- Born: May 21, 1965 (age 60) Santa Monica, California

= Josh Richman =

American actor

Josh Eric Richman (born May 21, 1965) is an American actor, writer, producer, director. and club promotor. He is best known for his work with Guns N' Roses.

== Career ==
His first acting job was a minor role in the science fiction television show V: The Series.

In 1991, Richman developed a professional relationship with Axl Rose from Guns N' Roses that led to him directing their video for a cover of Paul McCartney's "Live and Let Die". He is featured prominently in the Guns N' Roses home video titled, Making F@#$ing Videos Part 1 which chronicles his involvement in co-writing the promotional video for the GN'R hit "Don't Cry". Richman's involvement with the band landed him the inclusion of his photo in the booklet of their multi-platinum selling Use Your Illusion I and Use Your Illusion II albums. Richman had a small speaking role in the spoken word section of their cover of "Knockin' on Heaven's Door".

Richman's first big role was in the 1986 drama film River's Edge as Tony. He also appeared in two other films that year, Thrashin' and Modern Girls. He appeared in the 1987 film The Allnighter and the 1988 sequel film, Fright Night Part 2. Also in 1988, he played a role in the film Heathers.
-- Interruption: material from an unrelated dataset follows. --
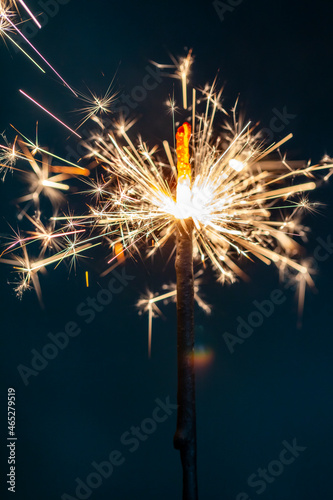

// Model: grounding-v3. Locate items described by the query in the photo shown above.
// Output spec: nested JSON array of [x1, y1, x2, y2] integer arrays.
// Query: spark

His other films include Kiss Kiss Bang Bang (2005), The Education of Charlie Banks (2007) and a minor role in Oliver Stone's Natural Born Killers and Adam Collis' Sunset Strip.

Richman had minor roles in the following television shows: The Twilight Zone, V: The Series, 21 Jump Street, and Pacific Blue.

Richman is the manager of a rock band called Deadsy.

In 2000, Richman and two others founded the Alliance, a club promotion agency in Hollywood.